- Diesel oil is perceived as more “heavy-duty” than gasoline oils
- Some motorists desire a higher viscosity, and it may be easier to find a 5W-40 or 15W-40 diesel oil than gasoline oil
- Diesel oil typically contains more robust detergency additives than gasoline oils
It is safe to use a diesel oil in your gasoline engine, provided the diesel oil meets the appropriate specifications and viscosity requirements of your engine. For example, if your gas engine calls for a motor oil that meets the API SN specification, you can safely use a diesel oil of the correct viscosity that meets the API SN spec. For the typical gasoline application, however, a diesel oil isn’t required and the more appropriate choice is a quality gasoline motor oil for both performance and value.
Pay attention to oil specifications
The American Petroleum Institute (API) publishes its “C” category of specification for diesel oil (currently CJ-4) and its “S” category for gasoline motor oil (currently SN). It’s common for today’s diesel engine oils to carry both the API CJ-4 and API SN specifications. Though they’re truly designed for diesel applications, they can be used in gasoline applications for motorists who want to use one oil in all applications. If the diesel oil carries both specs, the oil is safe to use in diesel and gasoline applications. If the diesel oil does not carry the “S” category, AMSOIL strongly recommends against using it in gasoline applications.
The correct oil formulation for the application
In the past, motorists may have been told diesel oils were tougher than passenger car oils for a number of reasons, including higher viscosity, improved corrosion protection, higher Total Base Number and more. Diesel oils are often thought to be formulated with special components not available in gasoline motor oils, such as more robust detergency additives to handle the soot inherent to diesel engines. In some motorists’ minds, diesel oils are still analogous to better protection.

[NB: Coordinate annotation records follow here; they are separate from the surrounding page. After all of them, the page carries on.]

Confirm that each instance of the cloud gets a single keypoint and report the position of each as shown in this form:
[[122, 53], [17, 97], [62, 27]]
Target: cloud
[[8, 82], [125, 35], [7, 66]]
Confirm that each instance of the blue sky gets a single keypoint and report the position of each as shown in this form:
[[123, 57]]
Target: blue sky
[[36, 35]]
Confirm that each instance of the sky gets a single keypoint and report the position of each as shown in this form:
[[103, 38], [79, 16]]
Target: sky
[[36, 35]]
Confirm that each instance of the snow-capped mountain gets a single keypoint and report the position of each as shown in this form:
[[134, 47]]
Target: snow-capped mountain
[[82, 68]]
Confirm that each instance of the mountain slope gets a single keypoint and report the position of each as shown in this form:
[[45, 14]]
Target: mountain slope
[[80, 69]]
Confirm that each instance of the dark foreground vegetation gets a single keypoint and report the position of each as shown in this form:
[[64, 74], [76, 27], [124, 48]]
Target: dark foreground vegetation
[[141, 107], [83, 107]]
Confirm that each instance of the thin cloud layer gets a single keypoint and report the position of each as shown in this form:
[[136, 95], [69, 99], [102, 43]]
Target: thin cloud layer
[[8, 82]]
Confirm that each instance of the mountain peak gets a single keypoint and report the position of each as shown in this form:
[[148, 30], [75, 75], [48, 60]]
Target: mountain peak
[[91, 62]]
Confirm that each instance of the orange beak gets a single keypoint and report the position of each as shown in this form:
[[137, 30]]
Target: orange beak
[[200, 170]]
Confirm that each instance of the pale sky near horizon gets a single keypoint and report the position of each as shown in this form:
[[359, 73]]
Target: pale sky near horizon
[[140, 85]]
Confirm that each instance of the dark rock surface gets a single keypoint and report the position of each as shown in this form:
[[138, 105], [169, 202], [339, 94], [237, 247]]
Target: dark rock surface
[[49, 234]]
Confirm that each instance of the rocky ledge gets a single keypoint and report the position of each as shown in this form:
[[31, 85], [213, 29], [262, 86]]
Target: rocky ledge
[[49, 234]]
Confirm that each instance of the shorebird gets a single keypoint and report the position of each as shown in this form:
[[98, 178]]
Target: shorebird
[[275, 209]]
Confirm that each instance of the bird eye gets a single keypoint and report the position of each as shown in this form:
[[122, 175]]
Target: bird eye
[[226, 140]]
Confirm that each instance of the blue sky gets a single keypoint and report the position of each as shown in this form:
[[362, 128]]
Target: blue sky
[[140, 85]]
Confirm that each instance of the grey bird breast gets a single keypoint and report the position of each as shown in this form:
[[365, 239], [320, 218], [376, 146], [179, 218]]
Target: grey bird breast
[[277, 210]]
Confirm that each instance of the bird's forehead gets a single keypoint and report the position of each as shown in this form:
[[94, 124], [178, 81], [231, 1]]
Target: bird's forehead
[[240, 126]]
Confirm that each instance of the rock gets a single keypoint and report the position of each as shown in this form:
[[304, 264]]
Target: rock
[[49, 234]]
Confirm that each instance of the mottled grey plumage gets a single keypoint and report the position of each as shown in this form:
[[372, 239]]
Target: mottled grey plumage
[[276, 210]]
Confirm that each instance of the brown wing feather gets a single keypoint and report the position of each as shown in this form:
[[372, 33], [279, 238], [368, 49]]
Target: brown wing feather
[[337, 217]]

While that may have been true in the past, modern oils are formulated for their intended applications. While both diesel and gasoline oils contain many of the same additives to guard against wear, corrosion, foaming and more, they also contain additives designed to manage the byproducts of combustion. Some of those byproducts change, depending on whether the engine runs on gasoline or diesel fuel. If your vehicle uses a gasoline engine, it’s best to use an oil that contains the correct additives to handle the byproducts of gasoline combustion. The same holds if you’re operating a diesel engine.
When to favor diesel oil over gasoline motor oil
If your gasoline engine is heavily modified to put out more horsepower, using a diesel oil can be beneficial. It’s likely modified engines will need a higher viscosity to withstand the increased stress. You can turn to diesel engine oils for those needs or you might want to consider a racing oil, depending on your engine modifications and lubrication requirements.
Many times the engine builder will help provide insight as to what success they have found. Outside of that, if you have a bone-stock gasoline-powered application it’s best to stick with a gasoline motor oil. They are designed for that type of application and have the components required to manage that engine.